10.3 Wat is de ontwikkeling en organisatie van vrede en veiligheid?
Geweld was een rechtmatig middel van internationale politiek. Daarom is de bescherming van vrede en veiligheid een nieuwe taak van de internationale rechtsorde. Het verbod van geweld werd voor het eerst vastgelegd in het volkenbondverdrag van 1919. Oorlog was een aangelegenheid dat de gehele Volkenbond aanging. De Volkenbond slaagde er echter niet in om de Tweede wereldoorlog te voorkomen, mede doordat de Verengde Staten niet lid wilde worden. In het huidige systeem bepaald de Veiligheidsraad van de VN wanneer er geweld gebruikt mag worden. Regionale organisaties spelen naast de VN ook een grote rol.
10.4 Wat is het verbod op geweld?
Geweld tussen staten is verboden. Dit is de basisregel. Deze regel behoort tot het gewoonterecht. Leden van de VN moeten hun geschillen langs een vreedzame weg oplossen en op een zodanige wijze dat internationale vrede en veiligheid en de gerechtigheid niet in gevaar gebracht wordt. Staten moeten dus gebruik maken van vreedzame methoden voor geschillenbeslechting. Het verbod van geweld geldt ook voor internationale organisaties. Geweld tegen organen of eigendommen van een staat is ook niet toegelaten. Acties die gericht zijn op evacuatie worden niet aangemerkt als een gebruik van geweld.

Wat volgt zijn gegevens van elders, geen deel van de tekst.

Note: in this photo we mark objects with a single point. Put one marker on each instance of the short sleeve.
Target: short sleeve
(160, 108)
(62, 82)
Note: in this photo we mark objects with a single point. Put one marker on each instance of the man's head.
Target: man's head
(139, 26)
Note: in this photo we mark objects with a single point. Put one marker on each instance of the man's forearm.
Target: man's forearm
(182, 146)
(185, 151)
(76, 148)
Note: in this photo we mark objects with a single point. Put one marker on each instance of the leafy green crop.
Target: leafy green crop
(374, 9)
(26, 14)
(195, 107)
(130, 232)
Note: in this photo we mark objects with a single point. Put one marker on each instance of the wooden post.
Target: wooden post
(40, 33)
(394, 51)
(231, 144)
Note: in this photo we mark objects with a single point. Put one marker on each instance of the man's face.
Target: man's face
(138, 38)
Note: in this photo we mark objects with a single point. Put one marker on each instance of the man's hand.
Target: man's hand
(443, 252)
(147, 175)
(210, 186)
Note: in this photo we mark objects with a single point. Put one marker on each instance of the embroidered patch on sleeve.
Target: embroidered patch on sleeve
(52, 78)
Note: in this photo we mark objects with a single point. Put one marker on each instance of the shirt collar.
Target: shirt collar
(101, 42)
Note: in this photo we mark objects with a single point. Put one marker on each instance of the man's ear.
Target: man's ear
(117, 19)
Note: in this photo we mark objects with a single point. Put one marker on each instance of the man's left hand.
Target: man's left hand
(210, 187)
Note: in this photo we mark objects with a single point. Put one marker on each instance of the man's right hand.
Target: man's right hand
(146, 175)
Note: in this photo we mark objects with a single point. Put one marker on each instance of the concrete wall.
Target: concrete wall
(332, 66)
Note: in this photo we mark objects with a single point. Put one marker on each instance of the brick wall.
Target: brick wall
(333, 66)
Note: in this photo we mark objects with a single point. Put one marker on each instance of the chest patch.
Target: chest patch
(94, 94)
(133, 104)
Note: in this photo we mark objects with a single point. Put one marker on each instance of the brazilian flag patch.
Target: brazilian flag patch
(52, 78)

Het verbod van het gebruik van geweld is niet van toepassing binnen een staat. Een staat kan binnen zijn grenzen wel geweld gebruiken tegen eigen burgers of groeperingen. Het gebruik van geweld mist zijn toepassing in de grote meerderheid van moderne conflicten. Geweld binnen een staat kan echter niet verboden worden. Regeringen moeten de middelen hebben om een opstand te onderdrukken.
Een staat kan ook toestemming verlenen aan een andere staat om geweld te gebruiken op zijn grondgebied. Dit kan bijvoorbeeld als een staat steun wilt van andere staten tegen een gewapende groepering.
Het verbod van het gebruik van geweld kent twee uitzonderingen. De VN mag gebruik maken van geweld (dit houdt ook in dat staten geweld mogen gebruiken namens de VN) en een staat heeft recht op het gebruik van geweld als zelfverdediging.
10.5 Wat is collectieve veiligheid?
10.5.1 Wat is de omschrijving van collectieve veiligheid?
De veiligheidsraad is heeft als enige orgaan het recht om te beslissen of geweld gebruikt mag worden. De Algemene Vergadering heeft hierin een subsidiaire rol. Eenzijdig gebruik van geweld door staten verboden door het VN. Zo werd collectieve veiligheid de nieuwe norm. Lidstaten hebben de verantwoordelijkheid voor de handhaving van de internationale vrede en veiligheid of voor geschillen overgedragen aan de Veiligheidsraad. De Veiligheidsraad heeft een primaire verantwoordelijkheid voor de handhaving van vrede en veiligheid. De Algemene Vergadering kan ook optreden als de veiligheidsraad is verlamd. Dit laat zien dat de Veiligheidsraad geen exclusieve bevoegdheid heeft ten aanzien van de handhaving van vrede en veiligheid. De Veiligheidsraad kan echter wel dwangmaatregelen opleggen. De Algemene Vergadering blijft daarin afhankelijk van de instemming van de staat. De Algemene Vergadering kan aanbevelingen richten tot leden voor het gebruik van collectieve maatregelen, onder andere het gebruik van geweld.
10.5.2 Wat zijn de voorwaarden voor gebruik van hoofdstuk VII?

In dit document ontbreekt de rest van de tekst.